TSMC said in a statement Monday that SMIC allegedly infringed on multiple patents and stole trade secrets. TSMC filed the suit in the U.S. District Court of Northern California on Friday.
The complaint also asks for an injunction to stop the infringements and demands monetary damages. TSMC also said SMIC had hired over 100 former TSMC employees.
The law suit comes after a string of complaints this year from Western technology, auto and media firms against Chinese firms, alleging copyright infringements.
"We feel that we have no other choice than to proceed through the courts in order to protect our technology," Dick Thurston, Vice President and General Counsel for TSMC, said in a statement.
"It is our obligation to protect our patents and trade secrets to maintain shareholder value."

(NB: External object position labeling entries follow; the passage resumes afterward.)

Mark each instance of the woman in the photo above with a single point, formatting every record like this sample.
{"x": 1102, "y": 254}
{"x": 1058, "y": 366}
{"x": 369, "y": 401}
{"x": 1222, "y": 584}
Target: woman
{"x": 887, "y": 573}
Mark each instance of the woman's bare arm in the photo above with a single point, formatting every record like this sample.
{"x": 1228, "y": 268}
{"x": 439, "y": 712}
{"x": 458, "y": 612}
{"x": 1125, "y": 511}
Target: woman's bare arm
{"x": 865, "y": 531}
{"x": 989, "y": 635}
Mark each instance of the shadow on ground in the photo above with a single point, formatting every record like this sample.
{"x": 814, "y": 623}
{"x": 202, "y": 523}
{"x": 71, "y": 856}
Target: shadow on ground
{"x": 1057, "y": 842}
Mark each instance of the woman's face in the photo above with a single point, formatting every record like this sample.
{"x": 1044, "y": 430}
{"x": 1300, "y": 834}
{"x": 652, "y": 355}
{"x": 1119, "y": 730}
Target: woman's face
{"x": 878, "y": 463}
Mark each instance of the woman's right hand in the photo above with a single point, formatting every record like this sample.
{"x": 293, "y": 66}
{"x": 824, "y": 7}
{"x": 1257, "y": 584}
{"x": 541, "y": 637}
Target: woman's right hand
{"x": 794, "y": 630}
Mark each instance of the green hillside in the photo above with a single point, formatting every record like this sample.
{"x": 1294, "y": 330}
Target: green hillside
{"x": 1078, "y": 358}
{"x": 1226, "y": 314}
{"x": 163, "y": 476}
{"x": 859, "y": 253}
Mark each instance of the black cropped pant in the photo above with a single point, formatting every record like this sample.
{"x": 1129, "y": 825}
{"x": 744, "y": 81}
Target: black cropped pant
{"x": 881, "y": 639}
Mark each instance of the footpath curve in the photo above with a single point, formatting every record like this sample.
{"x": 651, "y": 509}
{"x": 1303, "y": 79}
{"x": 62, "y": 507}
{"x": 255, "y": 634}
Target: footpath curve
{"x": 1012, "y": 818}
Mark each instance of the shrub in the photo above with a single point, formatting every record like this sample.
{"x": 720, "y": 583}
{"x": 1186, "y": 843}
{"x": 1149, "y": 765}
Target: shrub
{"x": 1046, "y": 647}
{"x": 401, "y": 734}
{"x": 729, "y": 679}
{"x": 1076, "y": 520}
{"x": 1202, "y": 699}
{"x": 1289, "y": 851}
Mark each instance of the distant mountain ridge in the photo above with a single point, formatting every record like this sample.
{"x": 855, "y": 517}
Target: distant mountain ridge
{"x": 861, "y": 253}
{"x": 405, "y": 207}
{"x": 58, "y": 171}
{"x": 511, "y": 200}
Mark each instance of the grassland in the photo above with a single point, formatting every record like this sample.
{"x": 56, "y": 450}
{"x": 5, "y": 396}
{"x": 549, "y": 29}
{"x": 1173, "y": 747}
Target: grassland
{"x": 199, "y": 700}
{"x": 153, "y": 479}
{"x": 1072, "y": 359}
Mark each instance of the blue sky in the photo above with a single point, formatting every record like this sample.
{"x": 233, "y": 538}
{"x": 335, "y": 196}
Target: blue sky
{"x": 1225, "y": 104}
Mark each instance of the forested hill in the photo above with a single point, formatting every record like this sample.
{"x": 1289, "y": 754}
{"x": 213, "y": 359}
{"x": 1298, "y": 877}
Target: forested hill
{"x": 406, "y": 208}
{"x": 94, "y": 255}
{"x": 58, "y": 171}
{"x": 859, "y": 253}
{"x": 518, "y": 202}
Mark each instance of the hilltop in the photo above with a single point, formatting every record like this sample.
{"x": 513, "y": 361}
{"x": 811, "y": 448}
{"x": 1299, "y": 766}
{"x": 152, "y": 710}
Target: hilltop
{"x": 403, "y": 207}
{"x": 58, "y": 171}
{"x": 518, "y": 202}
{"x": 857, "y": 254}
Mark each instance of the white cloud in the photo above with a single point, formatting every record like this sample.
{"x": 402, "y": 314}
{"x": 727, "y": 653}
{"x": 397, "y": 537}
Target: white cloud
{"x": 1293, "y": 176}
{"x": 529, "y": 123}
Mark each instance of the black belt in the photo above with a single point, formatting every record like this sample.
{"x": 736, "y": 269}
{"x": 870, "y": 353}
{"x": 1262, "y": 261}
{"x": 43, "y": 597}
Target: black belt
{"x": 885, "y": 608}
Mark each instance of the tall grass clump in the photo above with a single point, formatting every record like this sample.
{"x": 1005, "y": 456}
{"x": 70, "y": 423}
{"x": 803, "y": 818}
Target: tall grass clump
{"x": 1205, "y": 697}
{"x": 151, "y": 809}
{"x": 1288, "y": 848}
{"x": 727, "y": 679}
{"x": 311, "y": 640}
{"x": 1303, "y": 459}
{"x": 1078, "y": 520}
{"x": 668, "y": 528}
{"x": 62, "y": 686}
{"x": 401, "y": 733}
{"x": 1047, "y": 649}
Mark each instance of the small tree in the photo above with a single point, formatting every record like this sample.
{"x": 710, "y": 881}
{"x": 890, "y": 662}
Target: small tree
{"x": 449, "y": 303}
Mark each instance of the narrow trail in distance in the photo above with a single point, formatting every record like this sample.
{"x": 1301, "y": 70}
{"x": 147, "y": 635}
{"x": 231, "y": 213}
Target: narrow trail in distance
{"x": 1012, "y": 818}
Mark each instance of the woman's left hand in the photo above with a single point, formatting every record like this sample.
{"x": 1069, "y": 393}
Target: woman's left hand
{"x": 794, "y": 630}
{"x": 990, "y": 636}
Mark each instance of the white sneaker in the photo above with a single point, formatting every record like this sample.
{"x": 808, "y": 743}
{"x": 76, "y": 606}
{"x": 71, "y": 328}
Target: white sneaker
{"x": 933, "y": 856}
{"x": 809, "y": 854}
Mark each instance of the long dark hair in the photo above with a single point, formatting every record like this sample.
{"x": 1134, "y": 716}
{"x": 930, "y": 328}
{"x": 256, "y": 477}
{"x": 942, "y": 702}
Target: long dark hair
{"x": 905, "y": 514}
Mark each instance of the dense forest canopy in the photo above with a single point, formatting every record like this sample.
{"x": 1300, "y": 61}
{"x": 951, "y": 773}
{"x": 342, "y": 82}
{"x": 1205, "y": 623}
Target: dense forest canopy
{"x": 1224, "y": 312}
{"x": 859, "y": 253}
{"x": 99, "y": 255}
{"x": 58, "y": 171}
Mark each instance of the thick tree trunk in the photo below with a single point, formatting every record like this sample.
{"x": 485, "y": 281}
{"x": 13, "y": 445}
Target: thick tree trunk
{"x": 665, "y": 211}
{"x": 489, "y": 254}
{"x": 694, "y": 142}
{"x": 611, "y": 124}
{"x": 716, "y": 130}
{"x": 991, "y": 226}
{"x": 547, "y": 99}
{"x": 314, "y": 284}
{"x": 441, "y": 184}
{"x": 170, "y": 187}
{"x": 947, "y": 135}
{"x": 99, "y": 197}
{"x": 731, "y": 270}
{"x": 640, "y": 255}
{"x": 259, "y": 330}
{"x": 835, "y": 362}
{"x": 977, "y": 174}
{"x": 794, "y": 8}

SMIC said it had not received any official notice of the action and had no comment. "We want to emphasize that we always respect intellectual property rights of any third party," a spokesman added.
SMIC's chief executive is Taiwan-born chip industry veteran Richard Chang, who was the former head of Worldwide Semiconductor Manufacturing Corp, which was absorbed by TSMC in 2000.
China's semiconductor industry is being underpinned by Taiwan investors: one of Grace Semiconductor Manufacturing Corp's (GSMC) founders is Formosa Plastics scion Winston Wong, while SMIC is understood to have Taiwan investor backing.
The previous highest profile technology patent lawsuit against a Chinese firm was Cisco Systems Inc's action earlier this year against China's largest telecoms gear maker, Huawei Technologies.
The lawsuit was suspended in October after Huawei agreed to stop selling disputed products.